Negazionismo ideologico
Amri entrava in Italia illegalmente nel febbraio 2011, dichiarandosi minorenne, e veniva accolto nel CIE di Lampedusa. Nonostante le ripetute prove a sostegno del fatto che i canali dell’immigrazione illegale siano sfruttati dal terrorismo, sia per veicolare radicalizzati, sia come humus nel quale coltivare i germi di una radicalizzazione che ha portato ad atti di terrorismo, la sensibilità politica e mediatica che tende a velare se non a negare questo aspetto, evitando di affrontare il tema in maniera trasparente, pone seri problemi in termini di possibilità di identificazione di azioni che possano limitare il fenomeno.
Il meccanismo delle espulsioni
Arrivato in Italia, Amri finisce in carcere a Palermo e una volta libero si trova tra le mani un decreto di espulsione firmato dalla questura di Catania che non può essere eseguito. L’inesistenza di veri e propri accordi con i paesi di origine della maggior parte dei migranti nel caso di espulsione coatta o rigetto delle procedure di assegnazione di protezioni sussidiarie o di attribuzione di status di rifugiato creano un pericolo limbo di vulnerabilità, una zona grigia di persone non legittimate a stare nel Paese che le ospita ma che non possono essere riportate in quello di origine. La dimensione quindi, da un profilo di pura sicurezza e ordine pubblico, passa ad una di relazioni internazionali e diplomatiche che devono accelerare il passo per trovare una soluzione. L’Europa, al momento praticamente assente nel campo della sicurezza, deve farsi garante della “sicurezza d’area” spingendo sull’acceleratore per trattative e accordi circa le modalità di espulsione di persone extracomunitarie, non lasciando il singolo stato membro unicamente con la speranza che il soggetto espulso lasci il suo territorio, anche solo per andare in quello di uno stato membro confinante.

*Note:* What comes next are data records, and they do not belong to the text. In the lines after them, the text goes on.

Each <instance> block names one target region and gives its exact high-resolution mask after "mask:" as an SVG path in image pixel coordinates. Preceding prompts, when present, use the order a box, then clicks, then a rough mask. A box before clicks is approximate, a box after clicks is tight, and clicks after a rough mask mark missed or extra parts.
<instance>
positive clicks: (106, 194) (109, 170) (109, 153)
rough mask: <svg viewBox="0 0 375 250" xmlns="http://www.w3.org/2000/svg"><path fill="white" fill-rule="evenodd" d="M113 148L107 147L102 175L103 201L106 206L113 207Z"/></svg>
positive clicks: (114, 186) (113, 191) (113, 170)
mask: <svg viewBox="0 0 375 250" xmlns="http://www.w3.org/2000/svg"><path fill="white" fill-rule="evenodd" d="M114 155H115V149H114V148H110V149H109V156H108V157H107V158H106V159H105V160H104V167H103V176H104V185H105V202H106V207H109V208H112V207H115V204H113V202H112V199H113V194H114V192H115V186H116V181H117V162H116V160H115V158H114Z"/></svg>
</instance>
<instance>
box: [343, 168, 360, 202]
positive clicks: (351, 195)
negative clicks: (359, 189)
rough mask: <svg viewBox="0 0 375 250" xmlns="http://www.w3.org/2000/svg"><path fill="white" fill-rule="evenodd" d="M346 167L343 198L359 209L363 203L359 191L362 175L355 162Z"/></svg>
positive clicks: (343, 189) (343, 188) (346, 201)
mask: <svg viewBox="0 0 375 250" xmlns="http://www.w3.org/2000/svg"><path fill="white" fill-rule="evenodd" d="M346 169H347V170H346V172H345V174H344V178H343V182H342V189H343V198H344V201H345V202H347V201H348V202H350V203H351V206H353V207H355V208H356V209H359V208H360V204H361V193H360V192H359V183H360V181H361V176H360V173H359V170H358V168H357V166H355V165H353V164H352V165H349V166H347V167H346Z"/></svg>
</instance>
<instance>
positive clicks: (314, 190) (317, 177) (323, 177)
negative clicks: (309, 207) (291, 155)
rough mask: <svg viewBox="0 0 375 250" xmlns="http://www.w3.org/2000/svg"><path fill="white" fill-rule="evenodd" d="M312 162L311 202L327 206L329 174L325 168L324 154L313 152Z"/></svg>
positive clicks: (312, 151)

A tutto ciò si somma la difficoltà di rilevare l’identità certa dei soggetti al momento dell’arrivo. Nel momento in cui viene fornita un’identità falsa, specie se di un minore, è impossibile verificare l’applicabilità delle tutele a lui destinate come anche valutare la sua eventuale pericolosità.
Lo scambio informativo
È tuttavia diffusa la generalizzata difficoltà nel trovare nelle istituzioni europee un’impronta di governance che permetterebbe un’intelligence sovranazionale. E quindi quello che resta è il semplice scambio di informazioni. Ma anche questo è stato assente completamente in quasi tutti i casi di attacchi terroristici verificatisi dal 2015. Amri, un personaggio evidentemente a rischio, espulso da due paesi è di fatto libero di circolare anche quando un’informativa del Dap, relativa al periodo di detenzione tra il 2011 e il 2015, lo indicava come soggetto che manifestava forme di adesione ideale al terrorismo di matrice islamica e sebbene, secondo nuove informazioni che giungono da oltre oceano, fosse sotto la lente delle agenzie di intelligence tedesche da gennaio essendosi candidato ad essere un martire del Jihad e corredando i suoi propositi espressi in rete cercando informazioni su come produrre ordigni e mettendosi in contatto con non meglio precisate figure di riferimento del Daesh. Difficoltà di comunicazione quindi che, come dimostrano le polemiche sulla responsabilità dello scambio informativo tra Germania e Italia, mettono a rischio anche i rapporti tra paesi membri contribuendo a creare ulteriori vulnerabilità.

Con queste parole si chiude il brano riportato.